As we get older we forget the joys of just being able to experience an environment, big or small, and just explore. The answer to most questions can be presented far too easily with a lazy click of a mouse. Therefore it is essential that even in this modern, technology and concrete filled world that we let children immerse and discover.
In light of this I decided to use a lesson on ‘materials and their properties’, with my 30 year 1s, as a perfect opportunity to let the children explore their environment and ‘work scientifically’.
This lesson relied heavily on 2 resources: 1. egg boxes 2. whatever mother nature provides in the local field/wood/park. After an introduction on materials and their properties; how do our clothes feel? Etc., children were given an egg box in chosen mixed ability pairs.

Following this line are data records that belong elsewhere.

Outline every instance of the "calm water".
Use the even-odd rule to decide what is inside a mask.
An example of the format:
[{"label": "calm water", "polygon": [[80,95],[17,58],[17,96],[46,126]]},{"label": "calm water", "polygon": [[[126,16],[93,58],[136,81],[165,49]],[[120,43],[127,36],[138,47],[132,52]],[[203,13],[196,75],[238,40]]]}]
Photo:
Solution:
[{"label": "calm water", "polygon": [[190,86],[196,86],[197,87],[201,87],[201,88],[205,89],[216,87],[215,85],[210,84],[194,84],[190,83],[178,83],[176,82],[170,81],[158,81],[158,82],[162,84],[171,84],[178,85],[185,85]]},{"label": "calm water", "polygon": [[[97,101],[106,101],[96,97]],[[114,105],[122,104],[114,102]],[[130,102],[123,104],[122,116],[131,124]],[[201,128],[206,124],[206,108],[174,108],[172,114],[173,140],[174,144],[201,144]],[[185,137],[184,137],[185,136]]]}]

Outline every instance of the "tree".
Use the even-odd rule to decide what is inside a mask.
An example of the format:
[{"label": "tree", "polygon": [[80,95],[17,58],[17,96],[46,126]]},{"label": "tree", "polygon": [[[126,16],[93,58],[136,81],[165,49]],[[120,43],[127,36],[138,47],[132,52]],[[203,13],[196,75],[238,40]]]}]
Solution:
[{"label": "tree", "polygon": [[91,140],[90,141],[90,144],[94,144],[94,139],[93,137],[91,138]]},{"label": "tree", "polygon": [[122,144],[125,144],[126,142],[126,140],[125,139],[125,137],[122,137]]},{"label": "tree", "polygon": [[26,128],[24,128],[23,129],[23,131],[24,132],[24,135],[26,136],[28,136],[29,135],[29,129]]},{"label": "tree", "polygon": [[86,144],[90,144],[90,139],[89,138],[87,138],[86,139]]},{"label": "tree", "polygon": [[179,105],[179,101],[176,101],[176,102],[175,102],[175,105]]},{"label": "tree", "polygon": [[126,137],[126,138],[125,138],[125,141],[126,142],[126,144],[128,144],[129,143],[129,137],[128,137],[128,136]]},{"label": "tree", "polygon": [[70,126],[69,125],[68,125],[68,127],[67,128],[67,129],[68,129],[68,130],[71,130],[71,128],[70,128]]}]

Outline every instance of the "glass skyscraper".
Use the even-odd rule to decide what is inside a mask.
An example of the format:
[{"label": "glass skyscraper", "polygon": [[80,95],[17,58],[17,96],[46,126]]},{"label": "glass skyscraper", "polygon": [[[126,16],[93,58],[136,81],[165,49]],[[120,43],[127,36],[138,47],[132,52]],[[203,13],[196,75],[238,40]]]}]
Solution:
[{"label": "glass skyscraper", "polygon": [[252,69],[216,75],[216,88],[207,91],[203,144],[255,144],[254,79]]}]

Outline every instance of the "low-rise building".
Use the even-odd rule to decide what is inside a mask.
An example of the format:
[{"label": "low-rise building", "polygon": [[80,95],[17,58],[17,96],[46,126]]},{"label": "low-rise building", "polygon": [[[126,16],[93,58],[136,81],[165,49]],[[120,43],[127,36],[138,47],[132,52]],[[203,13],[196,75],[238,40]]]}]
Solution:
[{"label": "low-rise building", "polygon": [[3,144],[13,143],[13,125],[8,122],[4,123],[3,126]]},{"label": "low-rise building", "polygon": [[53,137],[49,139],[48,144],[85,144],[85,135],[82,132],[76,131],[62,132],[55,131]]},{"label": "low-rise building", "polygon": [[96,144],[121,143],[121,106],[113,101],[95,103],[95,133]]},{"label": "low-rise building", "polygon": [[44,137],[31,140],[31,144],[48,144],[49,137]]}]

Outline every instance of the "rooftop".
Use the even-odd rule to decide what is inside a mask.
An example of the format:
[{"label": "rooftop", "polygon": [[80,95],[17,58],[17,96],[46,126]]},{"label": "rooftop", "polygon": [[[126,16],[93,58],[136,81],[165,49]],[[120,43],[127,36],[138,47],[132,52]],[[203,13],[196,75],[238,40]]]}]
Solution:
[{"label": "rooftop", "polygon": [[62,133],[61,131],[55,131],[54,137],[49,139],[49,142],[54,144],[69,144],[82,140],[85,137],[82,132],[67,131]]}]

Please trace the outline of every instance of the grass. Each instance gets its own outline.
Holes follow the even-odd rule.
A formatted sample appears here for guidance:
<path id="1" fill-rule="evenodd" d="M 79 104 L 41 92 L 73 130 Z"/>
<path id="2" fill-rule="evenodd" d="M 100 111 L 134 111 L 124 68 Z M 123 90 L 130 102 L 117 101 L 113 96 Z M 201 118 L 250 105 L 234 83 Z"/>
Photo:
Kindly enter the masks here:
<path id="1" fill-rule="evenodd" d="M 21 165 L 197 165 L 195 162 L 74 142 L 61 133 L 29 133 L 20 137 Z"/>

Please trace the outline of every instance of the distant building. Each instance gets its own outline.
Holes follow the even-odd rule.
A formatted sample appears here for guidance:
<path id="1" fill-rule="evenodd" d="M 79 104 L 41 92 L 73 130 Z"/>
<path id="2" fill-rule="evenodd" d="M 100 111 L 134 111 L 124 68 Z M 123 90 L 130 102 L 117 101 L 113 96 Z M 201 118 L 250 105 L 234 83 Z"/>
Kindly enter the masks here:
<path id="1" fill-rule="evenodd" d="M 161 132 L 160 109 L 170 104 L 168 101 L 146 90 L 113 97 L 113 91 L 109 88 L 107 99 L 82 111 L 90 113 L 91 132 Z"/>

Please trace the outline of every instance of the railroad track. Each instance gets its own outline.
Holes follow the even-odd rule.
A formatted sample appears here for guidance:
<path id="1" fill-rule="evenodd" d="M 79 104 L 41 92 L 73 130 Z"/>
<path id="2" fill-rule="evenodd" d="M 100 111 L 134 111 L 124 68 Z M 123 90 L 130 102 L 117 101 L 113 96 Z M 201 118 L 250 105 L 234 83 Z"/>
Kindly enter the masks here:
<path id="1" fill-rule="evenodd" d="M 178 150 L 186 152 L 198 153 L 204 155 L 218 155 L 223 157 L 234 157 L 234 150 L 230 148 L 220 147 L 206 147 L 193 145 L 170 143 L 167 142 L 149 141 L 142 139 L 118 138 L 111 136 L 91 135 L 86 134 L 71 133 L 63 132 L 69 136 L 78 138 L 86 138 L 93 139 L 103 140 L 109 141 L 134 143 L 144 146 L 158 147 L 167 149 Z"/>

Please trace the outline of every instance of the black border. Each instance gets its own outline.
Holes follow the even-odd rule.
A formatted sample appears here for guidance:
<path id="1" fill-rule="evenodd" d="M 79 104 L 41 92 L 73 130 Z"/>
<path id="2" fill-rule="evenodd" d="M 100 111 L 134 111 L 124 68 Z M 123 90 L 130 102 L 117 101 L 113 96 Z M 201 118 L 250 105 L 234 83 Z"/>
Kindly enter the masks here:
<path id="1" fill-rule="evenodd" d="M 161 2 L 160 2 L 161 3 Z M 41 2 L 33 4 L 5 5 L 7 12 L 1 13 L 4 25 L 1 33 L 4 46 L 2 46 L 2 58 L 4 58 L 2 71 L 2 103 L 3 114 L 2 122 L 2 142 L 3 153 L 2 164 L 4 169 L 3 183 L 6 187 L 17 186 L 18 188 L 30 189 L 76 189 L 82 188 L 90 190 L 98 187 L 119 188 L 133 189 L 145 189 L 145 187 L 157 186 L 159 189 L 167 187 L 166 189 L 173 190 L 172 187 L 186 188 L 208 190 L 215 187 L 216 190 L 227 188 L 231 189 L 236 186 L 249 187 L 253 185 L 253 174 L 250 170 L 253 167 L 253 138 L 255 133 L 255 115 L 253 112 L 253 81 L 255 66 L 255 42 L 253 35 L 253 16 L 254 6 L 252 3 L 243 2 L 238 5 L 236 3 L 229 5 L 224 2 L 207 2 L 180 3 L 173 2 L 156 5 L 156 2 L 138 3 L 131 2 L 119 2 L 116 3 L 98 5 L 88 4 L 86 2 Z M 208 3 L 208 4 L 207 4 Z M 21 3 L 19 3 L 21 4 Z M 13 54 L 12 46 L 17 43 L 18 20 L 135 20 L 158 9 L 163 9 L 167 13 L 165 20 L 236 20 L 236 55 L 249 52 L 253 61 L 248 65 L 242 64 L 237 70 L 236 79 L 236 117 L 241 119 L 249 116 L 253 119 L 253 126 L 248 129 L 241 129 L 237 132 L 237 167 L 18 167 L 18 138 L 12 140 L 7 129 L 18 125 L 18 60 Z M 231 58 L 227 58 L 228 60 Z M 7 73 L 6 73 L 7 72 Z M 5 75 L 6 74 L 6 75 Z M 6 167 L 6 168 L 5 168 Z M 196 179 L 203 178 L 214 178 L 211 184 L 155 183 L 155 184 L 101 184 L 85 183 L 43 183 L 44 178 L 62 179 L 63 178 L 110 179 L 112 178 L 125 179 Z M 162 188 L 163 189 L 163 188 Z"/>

In each section of this egg box was a label of a different material property, using language they will have used in the intro. E.g. Soft, hard, rough, smooth and spikey!
I then took the children to the school’s small tree covered area, asked them to find things to go in the different sections and just let them go and explore!
The children were completely engaged! So much so that when one or two of them slipped down the bank you did not hear the crying that you would expect, instead they just got up, dusted the mud off, and carried on. The variety of things that the children found amazed me. Smooth chestnuts, their spikey shells, soft flowers, hard wood, grass, stones, moss and much more.
Once back in the classroom this variety of materials and the children’s enthusiasm made for a fascinating discussion. We were able to ask why? Why is the wood hard? Why does the flower need to be soft? Why is the chestnut’s shell spikey?
I can honestly say I think this is one of my favourite lessons I have ever taught. The next day I taught it to the other year 1 class who seemed to enjoy it just as much.
Working in a non classroom environment allows you to see your children in a completely different light and could just be the moment where the one child who cant stand a pencil and paper, absolutely blossoms.